Ruhsal gözlerimize dikkat edelim

Luka 11:33-36

- Çok zengin ama fodul, kendini beğenen bir kadın varmış. London'un en eski ve soylu hanelerinden idi. Çok havalı yaşardı ama gözleri zayıftı, temiz görmezdi. Aslında lazımdı gözlük taksın, ama fodulluktan takmazdı.

- Günün birinde bir galeriye, yani resim müzesine gitti. İçinde dolaşıp resimlere tek tek baktı. En sonunda bir tanesinin önünde uzun uzun durdu, baktı. Baktıkça baktı, yaklaştı, uzaklaştı, şaşıp yeniden baktı. Sağa döndü, sola döndü, her taraftan resimi inceledi ve en sonunda dayanamayıp müzeyin direktorunu çağırtırdı.

- Adama dedi ki: “Beyefendi, merak ettim. Hayatta o kadar çirkin bir portret görmedim. Hangi akılla o kadar çirkin bir şeyi müzeye koymaya karar verdiniz?

- Direktor ona cevap verdi: “Hanımefendi, bu bir aynadır”

- evet gözlerimiz çok değerli, çok kıymetli bir organdır. Hayatımızın düzgün gitmesi büyük ölçüde onlara bağlı

- bugünlerde herkesin borcu var. Diyelim sen de çaresiz kaldın; bankalar her gün sıkıştırıyorlar seni, öde diye. En sonunda bir doktor sana teklif yapıyor: “Bak, bana bir hasta için bir çift göz lazım. Sana 400.000 Evro verecem eğer iki gözünü bana satarsan”

- Ne yapacan? Sanıyorum, borcun ne kadar büyük olursa olsun gözlerini satmayacan. Diyecen, tamam, bankadan gelsinler, arabamı, mebellerimi, evimi alsınlar ama gözlerimi nasıl satacam, kör kalacam?”

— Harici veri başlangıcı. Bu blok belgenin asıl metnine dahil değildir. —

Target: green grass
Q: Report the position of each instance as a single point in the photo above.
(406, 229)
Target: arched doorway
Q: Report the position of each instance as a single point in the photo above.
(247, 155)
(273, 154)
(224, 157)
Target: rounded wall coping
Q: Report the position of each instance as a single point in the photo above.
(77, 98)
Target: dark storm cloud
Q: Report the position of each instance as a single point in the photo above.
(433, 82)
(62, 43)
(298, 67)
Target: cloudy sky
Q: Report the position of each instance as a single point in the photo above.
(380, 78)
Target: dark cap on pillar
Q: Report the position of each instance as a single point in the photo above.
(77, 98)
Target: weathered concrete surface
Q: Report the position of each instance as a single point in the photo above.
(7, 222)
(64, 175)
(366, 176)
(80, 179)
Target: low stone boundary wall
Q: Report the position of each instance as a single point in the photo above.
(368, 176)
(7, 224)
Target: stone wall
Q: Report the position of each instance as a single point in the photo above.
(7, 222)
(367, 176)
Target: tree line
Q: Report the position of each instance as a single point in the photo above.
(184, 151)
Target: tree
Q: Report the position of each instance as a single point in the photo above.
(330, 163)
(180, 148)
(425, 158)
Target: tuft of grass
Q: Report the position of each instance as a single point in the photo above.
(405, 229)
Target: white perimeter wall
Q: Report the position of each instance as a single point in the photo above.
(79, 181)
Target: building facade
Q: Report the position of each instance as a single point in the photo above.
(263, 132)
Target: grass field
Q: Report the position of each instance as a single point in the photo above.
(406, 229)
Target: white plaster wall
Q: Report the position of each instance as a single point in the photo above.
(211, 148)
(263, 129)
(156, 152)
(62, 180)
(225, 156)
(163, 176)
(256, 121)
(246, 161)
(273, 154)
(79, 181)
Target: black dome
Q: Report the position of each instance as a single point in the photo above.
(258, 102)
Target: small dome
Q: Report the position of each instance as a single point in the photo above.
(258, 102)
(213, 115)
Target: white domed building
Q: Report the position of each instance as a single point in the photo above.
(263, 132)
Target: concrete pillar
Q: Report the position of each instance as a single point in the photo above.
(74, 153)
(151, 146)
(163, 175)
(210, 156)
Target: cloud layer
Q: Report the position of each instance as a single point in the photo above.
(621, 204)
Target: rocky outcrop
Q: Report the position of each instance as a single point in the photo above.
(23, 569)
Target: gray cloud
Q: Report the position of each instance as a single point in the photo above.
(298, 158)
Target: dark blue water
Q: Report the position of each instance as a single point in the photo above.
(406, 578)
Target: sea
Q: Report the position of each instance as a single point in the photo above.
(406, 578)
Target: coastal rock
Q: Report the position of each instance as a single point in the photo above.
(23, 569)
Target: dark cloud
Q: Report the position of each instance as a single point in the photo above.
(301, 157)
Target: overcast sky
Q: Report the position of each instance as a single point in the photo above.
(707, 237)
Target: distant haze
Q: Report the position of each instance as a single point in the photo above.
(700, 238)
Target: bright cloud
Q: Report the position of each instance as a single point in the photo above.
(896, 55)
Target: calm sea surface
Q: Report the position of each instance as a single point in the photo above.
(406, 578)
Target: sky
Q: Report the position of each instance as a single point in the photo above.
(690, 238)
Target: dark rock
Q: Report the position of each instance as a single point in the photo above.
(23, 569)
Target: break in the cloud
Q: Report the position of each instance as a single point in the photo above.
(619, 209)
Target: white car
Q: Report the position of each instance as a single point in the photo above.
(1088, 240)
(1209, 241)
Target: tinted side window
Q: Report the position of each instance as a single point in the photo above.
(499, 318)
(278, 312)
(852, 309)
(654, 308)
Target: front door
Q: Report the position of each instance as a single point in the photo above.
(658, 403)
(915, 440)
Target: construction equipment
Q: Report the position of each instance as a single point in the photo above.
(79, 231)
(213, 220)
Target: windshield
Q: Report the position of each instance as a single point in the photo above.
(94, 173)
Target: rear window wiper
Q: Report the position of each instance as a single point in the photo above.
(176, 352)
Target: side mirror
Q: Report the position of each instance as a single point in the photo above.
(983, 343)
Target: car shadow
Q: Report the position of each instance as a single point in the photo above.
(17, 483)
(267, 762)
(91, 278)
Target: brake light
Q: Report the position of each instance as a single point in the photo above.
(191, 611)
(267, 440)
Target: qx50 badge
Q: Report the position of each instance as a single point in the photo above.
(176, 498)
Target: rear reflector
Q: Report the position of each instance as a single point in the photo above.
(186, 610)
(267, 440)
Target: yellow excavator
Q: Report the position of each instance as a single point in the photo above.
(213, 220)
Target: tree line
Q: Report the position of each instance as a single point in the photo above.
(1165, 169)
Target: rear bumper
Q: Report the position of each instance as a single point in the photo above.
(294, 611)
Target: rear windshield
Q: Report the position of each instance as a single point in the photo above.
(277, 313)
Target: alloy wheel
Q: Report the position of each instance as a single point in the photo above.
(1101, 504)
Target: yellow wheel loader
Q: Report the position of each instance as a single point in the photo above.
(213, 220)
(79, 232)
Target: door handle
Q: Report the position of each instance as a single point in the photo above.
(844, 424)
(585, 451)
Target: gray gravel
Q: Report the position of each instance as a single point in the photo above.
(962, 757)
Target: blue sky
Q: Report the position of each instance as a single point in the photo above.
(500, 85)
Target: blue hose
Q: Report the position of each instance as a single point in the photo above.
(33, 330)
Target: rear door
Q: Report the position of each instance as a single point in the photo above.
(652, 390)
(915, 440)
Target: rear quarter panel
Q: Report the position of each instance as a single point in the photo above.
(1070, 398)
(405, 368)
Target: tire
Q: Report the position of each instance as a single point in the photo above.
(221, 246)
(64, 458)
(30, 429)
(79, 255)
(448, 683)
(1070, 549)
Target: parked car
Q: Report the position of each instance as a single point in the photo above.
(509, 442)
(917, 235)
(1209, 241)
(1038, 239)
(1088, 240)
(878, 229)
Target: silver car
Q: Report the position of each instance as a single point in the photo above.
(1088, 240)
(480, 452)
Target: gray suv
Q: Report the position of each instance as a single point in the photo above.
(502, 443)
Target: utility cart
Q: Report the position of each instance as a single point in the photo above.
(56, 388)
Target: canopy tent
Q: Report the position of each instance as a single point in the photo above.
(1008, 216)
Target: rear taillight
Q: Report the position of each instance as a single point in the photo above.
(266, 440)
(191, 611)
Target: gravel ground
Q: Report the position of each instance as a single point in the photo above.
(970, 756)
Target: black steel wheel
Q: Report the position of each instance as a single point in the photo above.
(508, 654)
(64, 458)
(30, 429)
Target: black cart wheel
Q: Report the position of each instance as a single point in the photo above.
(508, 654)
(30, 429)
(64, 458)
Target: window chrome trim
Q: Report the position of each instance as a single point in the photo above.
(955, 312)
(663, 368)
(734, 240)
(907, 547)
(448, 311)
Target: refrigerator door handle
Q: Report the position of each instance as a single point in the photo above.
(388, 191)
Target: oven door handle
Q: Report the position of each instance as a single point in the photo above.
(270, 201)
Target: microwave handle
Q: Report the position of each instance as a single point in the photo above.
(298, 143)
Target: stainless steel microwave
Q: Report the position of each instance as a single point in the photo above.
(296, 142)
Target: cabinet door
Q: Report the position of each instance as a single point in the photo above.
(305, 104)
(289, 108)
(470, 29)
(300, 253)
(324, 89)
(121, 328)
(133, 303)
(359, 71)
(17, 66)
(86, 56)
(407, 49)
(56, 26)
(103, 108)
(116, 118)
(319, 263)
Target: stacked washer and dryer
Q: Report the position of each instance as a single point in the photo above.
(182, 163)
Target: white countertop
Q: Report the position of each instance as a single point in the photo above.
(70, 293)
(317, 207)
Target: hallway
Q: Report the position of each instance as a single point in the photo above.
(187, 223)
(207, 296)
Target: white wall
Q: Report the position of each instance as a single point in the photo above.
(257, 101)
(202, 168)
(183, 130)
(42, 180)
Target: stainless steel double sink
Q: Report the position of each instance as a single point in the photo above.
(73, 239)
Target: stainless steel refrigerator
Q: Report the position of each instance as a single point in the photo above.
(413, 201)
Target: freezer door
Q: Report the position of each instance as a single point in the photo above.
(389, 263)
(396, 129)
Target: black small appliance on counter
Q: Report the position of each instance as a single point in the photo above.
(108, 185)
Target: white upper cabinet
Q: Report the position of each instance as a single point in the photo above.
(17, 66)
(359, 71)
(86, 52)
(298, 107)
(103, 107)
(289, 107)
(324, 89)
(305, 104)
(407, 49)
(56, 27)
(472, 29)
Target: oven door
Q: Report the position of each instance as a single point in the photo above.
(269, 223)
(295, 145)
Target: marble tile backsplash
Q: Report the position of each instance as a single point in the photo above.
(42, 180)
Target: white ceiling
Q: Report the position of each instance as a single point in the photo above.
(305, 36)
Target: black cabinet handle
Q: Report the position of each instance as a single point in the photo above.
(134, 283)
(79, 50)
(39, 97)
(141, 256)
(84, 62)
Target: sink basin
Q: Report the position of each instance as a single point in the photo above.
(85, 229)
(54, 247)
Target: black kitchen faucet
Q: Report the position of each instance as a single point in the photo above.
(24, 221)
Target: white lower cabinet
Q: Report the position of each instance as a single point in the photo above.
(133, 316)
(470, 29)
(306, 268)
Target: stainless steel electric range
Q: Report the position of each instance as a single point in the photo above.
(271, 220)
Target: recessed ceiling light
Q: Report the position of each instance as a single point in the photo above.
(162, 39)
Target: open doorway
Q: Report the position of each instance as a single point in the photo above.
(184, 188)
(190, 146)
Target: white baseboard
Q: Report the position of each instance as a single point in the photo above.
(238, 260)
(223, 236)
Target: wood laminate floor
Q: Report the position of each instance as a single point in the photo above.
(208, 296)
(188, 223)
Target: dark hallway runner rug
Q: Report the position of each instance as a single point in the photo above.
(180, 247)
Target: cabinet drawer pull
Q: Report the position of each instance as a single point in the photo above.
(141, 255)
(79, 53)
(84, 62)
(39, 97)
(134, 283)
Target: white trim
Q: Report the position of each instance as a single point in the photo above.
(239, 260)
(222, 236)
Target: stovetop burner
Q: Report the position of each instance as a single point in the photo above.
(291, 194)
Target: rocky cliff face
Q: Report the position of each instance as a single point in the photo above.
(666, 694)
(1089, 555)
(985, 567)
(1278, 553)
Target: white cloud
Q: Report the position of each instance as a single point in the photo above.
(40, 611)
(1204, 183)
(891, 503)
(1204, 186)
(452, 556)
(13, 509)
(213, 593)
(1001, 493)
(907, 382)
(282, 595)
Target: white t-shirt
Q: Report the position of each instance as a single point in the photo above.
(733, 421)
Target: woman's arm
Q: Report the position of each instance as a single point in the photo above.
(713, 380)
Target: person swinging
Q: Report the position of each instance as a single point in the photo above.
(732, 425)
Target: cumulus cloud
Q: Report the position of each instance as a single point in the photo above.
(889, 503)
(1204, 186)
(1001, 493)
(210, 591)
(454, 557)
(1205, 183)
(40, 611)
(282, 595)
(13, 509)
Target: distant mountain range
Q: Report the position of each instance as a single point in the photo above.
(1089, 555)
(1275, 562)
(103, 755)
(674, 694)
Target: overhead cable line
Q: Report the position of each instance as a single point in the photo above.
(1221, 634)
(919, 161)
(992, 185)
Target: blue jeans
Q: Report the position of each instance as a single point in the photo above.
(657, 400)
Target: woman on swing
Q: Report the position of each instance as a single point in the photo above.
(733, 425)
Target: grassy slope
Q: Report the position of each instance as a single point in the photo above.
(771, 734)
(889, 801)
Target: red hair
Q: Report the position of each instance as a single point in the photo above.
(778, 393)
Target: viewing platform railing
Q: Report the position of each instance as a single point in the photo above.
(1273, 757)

- İsa Mesih de bu konuda bize ders verdi. Lazım gözlerimize dikkat edelim. Luka 11:33-36 okuyorum:

“33 Hiç kimse lamba yakıp onu saklı bir yere koymaz, ne de bir kabın altına koyar. Ama onu bir kandilliğin üstüne koyar, eve girenler ışığı görsün. 34 Sizin bedeninizin lambası da gözünüzdür. Gözünüz temiz oldu mu, bütün bedeniniz aydınlık olacak. Ama gözünüz kötü oldu mu, bütün bedeniniz karanlık olacak. 35 Madem öyle, dikkat et: senin içindeki aydınlık olmasın karanlık. 36 Eger bedenin hepsi aydınlık ise, içinde hiç karanlık yoksa, o vakıt büsbütün şafak olacak. Sanki, bir lamba seni şafağı ile aydınlatırmış gibi olacak."



- burada iki tür aydınlık için söz oluyor: İcerideki ve dışarıdaki aydınlık

A. İçerideki aydınlık

1. önce ne olmuştu da İsa bu lafı söylüyor?

- İsa dilsiz bir adamın içindeki kötü ruhları çıkardı ve sonra dediler: “Sen Şeytanı Şeytanla uğratırıyorsun”

- başkaları istediler, İsa onlara gökten bir mucize göstersin.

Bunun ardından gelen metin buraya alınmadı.